Final answer:
To accommodate 92% of the students completing a college achievement test normally distributed with a mean of 92 minutes and a standard deviation of 9 minutes, the test should be terminated at approximately 104.70 minutes.
Step-by-step explanation:
To determine when the college achievement test should be terminated to allow 92% of the students to complete it, we need to find the test duration that corresponds to the 92nd percentile of the normally distributed test completion times. The mean test completion time is given as 92 minutes, and the standard deviation is 9 minutes.

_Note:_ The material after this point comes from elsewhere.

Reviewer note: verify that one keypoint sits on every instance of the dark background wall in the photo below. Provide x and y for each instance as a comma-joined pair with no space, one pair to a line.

First, we look up the z-score that corresponds to the 92nd percentile in a standard normal distribution table or use a calculator that provides this functionality. The z-score for the 92nd percentile is approximately 1.41.
Next, we use the z-score formula:
z = (X - μ) / σ
Where z is the z-score, X is the value from the normal distribution (the test duration we are solving for), μ is the mean, and σ is the standard deviation.
Plugging in the values we have:
1.41 = (X - 92) / 9
Now we solve for X:
X = 1.41 * 9 + 92
X = 12.69 + 92
X = 104.69
Therefore, the test should be terminated at 104.69 minutes, which can be rounded to 104.70 minutes, to allow enough time for 92% of the students to complete it.